While calling on investors to storm the small town of Lamu the President was keen on the dying business in the coastal region. Specifically Mombasa.
“The Port of Lamu is open for business, with the now fully operationalized Berth 1. I invite all shipping lines and cargo movers from across the region to make full use of this facility,” continued the President.
While many investors including the clearance and forwarding, truck drivers and taxmen are flocking Lamu for the sake of enjoying the opened business, Mombasa had been left null to its already decaying economic state with the SGR.
More so, while opening several projects in Kisumu before the Madaraka day. The president together with the former prime minister championed for new connectivity in the newly refurbished Kipevu port. With its one way vector, the port of Mombasa had seen goods being transported across to Busia border using trucks and now the new port has reduced the labor on trucks to ships.
This has reduced business that still fell back to the port of Mombasa. The coastal city has been known to be a pioneer in almost all sectors of the Kenyan economy and most of them have started from the house unlike in other towns where they industries have sometimes been funded from the get go. The cottage industry is a thriving market in Mombasa where it is almost impossible to start a business without the support of deep pockets.
President Uhuru said the port will be a beehive of activity after he launches the Nakuru-Kisumu meter-gauge railway in August.
The railway line will enable the movement of cargo to the port for onward shipping to the neighboring countries, thus spurring growth in the region. Rendering most truck drivers who used the port of Mombasa obsolete of work. As already witnessed in the ongoing YouTube show How Brands Are Born aired by CrystalPerk Mombasa Magazine the rise of MSMEs will be the solution for this sleepy town in the wake of competition from its neighbors. Mombasa still has a strong support due to its developed infrastructure, productive citizenry and a cosmopolitan population which largely coexist peacefully.
There is a rise in manufacturing in the Mombasa at the moment since the traditional sources of income are dwindling. The support of the MSMEs will strongly uplift the success of Mombasa in these times.

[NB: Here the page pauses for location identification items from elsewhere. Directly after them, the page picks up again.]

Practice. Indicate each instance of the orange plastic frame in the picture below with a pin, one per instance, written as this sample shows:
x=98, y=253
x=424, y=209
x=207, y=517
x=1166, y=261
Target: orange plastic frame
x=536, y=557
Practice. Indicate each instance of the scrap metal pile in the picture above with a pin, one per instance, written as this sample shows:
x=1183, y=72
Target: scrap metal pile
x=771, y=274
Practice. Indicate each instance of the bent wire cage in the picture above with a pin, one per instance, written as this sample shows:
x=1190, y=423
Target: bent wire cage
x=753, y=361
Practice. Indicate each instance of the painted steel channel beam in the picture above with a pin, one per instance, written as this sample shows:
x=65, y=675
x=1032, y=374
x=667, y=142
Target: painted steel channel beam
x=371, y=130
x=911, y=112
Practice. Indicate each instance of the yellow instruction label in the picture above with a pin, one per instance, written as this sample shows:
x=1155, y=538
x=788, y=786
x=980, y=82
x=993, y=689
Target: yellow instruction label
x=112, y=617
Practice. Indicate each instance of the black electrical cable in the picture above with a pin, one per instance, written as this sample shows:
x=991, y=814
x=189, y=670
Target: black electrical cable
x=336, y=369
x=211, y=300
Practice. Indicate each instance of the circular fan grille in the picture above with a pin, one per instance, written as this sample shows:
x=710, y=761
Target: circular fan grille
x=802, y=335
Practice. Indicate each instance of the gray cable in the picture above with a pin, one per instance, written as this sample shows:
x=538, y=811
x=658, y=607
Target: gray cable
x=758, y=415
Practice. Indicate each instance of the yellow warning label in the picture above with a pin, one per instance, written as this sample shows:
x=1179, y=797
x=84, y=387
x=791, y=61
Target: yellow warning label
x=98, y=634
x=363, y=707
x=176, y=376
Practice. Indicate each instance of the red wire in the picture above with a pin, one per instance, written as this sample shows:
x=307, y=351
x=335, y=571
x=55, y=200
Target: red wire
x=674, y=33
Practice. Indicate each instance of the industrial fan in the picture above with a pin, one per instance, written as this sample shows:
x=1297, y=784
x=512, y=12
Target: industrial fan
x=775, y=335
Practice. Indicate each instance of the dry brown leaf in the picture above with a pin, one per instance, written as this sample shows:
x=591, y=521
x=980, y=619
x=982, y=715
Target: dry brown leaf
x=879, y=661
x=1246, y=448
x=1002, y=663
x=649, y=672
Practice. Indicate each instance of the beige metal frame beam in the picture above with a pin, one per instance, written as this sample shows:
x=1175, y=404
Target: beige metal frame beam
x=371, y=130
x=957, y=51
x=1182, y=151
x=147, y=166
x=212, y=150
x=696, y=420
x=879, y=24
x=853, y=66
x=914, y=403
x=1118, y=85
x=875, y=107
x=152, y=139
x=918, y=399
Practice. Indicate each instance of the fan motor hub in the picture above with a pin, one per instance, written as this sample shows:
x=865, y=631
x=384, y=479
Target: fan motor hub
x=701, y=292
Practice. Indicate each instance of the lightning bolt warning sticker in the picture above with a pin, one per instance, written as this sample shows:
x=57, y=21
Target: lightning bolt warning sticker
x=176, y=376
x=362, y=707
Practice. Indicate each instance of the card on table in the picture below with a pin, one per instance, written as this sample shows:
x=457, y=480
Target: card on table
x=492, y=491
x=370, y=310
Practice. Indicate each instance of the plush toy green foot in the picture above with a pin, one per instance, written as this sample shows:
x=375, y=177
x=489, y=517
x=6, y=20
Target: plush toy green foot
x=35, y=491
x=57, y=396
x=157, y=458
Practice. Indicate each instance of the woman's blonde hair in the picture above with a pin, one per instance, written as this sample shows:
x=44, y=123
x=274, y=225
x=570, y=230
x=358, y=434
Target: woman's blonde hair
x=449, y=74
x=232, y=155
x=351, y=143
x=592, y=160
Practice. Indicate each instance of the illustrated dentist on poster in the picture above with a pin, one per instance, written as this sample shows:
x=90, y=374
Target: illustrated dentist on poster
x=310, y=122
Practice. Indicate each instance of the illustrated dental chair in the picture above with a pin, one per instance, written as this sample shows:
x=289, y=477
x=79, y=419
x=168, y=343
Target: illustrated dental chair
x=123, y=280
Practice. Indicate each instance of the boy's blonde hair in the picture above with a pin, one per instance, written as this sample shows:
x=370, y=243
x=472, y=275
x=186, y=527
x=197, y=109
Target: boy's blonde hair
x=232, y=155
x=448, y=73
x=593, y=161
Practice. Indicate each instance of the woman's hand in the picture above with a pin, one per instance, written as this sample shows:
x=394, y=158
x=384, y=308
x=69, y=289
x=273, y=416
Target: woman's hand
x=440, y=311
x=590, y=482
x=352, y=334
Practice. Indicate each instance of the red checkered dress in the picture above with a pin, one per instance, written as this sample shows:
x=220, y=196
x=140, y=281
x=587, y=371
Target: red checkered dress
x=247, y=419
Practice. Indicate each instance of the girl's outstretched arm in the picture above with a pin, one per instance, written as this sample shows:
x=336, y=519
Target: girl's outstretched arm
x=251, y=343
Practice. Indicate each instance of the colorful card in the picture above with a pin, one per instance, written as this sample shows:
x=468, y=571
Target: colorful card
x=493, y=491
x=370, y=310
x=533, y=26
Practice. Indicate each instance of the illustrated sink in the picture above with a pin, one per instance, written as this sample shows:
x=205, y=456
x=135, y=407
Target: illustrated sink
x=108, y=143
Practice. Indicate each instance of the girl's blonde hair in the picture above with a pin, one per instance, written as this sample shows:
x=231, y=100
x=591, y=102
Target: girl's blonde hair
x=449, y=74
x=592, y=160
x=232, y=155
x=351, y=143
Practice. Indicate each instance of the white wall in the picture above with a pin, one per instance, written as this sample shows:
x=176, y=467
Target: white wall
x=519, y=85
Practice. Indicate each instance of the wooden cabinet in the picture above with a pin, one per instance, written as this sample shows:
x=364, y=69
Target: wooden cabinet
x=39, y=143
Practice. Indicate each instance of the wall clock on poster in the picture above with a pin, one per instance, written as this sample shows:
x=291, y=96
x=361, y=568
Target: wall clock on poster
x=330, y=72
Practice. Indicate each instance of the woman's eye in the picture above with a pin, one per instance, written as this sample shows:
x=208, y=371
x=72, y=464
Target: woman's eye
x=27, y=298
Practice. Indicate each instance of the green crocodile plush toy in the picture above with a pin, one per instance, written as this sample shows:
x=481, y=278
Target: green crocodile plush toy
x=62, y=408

While the Naivasha ICD remains inaccessible by road, a situation that has forced truck firms to increase charges. Most Private sector players and the Shippers Council of East Africa (SCEA) want the Naivasha Inland Container Depot managed as a commercial enterprise to eradicate bottlenecks associated with government red tape. This is a strong case for the Micro, Small and Medium Enterprises that have long desired to be players in this logistical corridor.
“We are happy with the infrastructure the government is providing but we must engage private sector on its use. People have existing contracts so there is no way the government can force private sector to use specific mode of transport,” SCEA’s chief executive Gilbert Langat was quoted as saying early this year when the government agreed to hold talks with stakeholders.
This would enable the local investors both within the town and in Mombasa to benefit. However the Naivasha ICD has reclaimed many investors that has made the County headquarters to be named as the fourth city of the country.
With the ongoing trend that makes the old rich city of Mombasa economically vulnerable, ideas with operationalized amendments should be injected on the county assembly of Mombasa to help save the fast falling stage.
All roads should not just lead to the Dongo Kundu Special Economic Zone project, despite the fact that it is one of the flagship projects of Kenya’s VISION 2030. Where upon completion Mombasa is expected develop into a world class industrial hub and a gateway city for the entire Eastern and Central Africa. Legal minds should look for another way of saving the Mombasa economy, like investing on the Small and medium sized enterprises who would oversee the upping of the economic breakdown in the area.